Se o tratado não for ratificado, a dinâmica europeia fica quebrada e o país que disser "não" fica isolado e enfraquecido na UE. Não há nenhum plano B, ou seja, nenhuma alternativa, porque o tratado resulta do compromisso possível entre 25 Estados e de duas sensibilidades políticas dentro de cada Estado. A Europa conhecerá uma grave crise económica.


PARA O "NÃO"


O próprio tratado prevê um procedimento em caso de rejeição do texto por um certo número de países. Não há crise porque o tratado de Nice fica em vigor. O tratado constitucional não está à altura do que deve ser a ambição a Europa, por isso deve ser rejeitado para ser substituído por um texto melhor (a extrema-direita, por seu lado, quer a saída da França da UE e do euro).

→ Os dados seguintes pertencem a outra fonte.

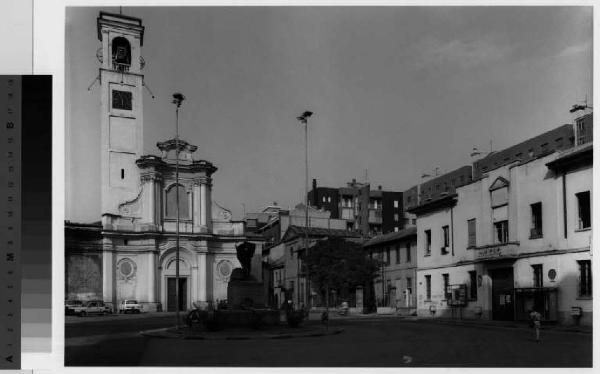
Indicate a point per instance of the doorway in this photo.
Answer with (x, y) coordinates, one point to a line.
(171, 294)
(502, 294)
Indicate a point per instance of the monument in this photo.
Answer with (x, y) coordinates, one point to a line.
(244, 290)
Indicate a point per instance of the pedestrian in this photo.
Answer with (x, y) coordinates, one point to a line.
(535, 319)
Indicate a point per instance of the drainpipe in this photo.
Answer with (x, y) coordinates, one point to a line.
(564, 178)
(452, 229)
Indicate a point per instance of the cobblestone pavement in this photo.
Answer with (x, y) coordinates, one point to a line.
(365, 342)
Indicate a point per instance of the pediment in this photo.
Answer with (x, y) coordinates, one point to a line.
(500, 182)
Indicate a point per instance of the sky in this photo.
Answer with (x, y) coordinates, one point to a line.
(396, 91)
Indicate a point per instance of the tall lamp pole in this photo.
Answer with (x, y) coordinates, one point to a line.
(177, 100)
(304, 120)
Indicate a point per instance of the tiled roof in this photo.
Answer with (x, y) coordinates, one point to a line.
(295, 231)
(392, 236)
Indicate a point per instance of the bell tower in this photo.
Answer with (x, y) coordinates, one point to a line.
(121, 110)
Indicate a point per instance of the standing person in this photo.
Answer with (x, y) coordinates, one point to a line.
(536, 319)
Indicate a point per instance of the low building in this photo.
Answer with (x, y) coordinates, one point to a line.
(291, 251)
(395, 285)
(516, 238)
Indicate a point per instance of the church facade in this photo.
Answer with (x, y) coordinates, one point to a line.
(131, 252)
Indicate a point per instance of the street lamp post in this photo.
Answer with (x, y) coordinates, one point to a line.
(304, 120)
(177, 100)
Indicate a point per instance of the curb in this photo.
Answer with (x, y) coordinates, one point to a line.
(164, 334)
(502, 326)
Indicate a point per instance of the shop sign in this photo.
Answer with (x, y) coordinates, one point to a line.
(496, 252)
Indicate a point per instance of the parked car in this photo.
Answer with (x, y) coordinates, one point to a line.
(130, 306)
(70, 306)
(92, 307)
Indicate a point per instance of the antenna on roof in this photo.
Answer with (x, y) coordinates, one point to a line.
(578, 107)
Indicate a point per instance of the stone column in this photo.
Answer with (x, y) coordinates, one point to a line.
(203, 205)
(194, 282)
(151, 202)
(208, 204)
(201, 282)
(152, 277)
(197, 201)
(108, 273)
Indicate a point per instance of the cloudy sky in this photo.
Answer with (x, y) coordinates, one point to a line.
(396, 91)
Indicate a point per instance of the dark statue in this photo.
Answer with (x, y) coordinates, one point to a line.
(245, 252)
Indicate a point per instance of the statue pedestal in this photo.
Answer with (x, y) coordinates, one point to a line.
(248, 293)
(244, 291)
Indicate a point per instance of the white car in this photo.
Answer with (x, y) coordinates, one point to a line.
(91, 307)
(130, 306)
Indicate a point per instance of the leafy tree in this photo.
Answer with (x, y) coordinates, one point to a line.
(337, 264)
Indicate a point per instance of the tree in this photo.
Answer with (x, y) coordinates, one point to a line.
(337, 264)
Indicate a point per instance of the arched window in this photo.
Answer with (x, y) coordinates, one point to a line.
(121, 54)
(171, 208)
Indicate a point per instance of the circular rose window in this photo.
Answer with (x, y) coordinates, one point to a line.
(224, 268)
(126, 268)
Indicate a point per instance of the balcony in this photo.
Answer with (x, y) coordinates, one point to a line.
(347, 214)
(121, 67)
(375, 216)
(497, 251)
(535, 233)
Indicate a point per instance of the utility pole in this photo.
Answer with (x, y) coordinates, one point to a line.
(177, 100)
(304, 120)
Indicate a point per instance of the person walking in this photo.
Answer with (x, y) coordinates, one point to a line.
(536, 321)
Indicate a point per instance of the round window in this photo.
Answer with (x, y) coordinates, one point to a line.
(126, 268)
(224, 267)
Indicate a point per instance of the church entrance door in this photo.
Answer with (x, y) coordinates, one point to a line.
(171, 306)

OBSERVAÇÃO DOS CONSTITUCIONALISTAS


Juridicamente, o tratado fica condenado se um só país rejeitar a Constituição. O tratado de Nice continua em vigor. Politicamente, o precedente do tratado de Maastricht na Dinamarca convida a uma maior prudência. Os dinamarqueses rejeitaram o tratado, os outros países prosseguiram o processo de ratificação e, no fim, a Dinamarca voltou a votar, depois de pequenas modificações, e aprovou o texto.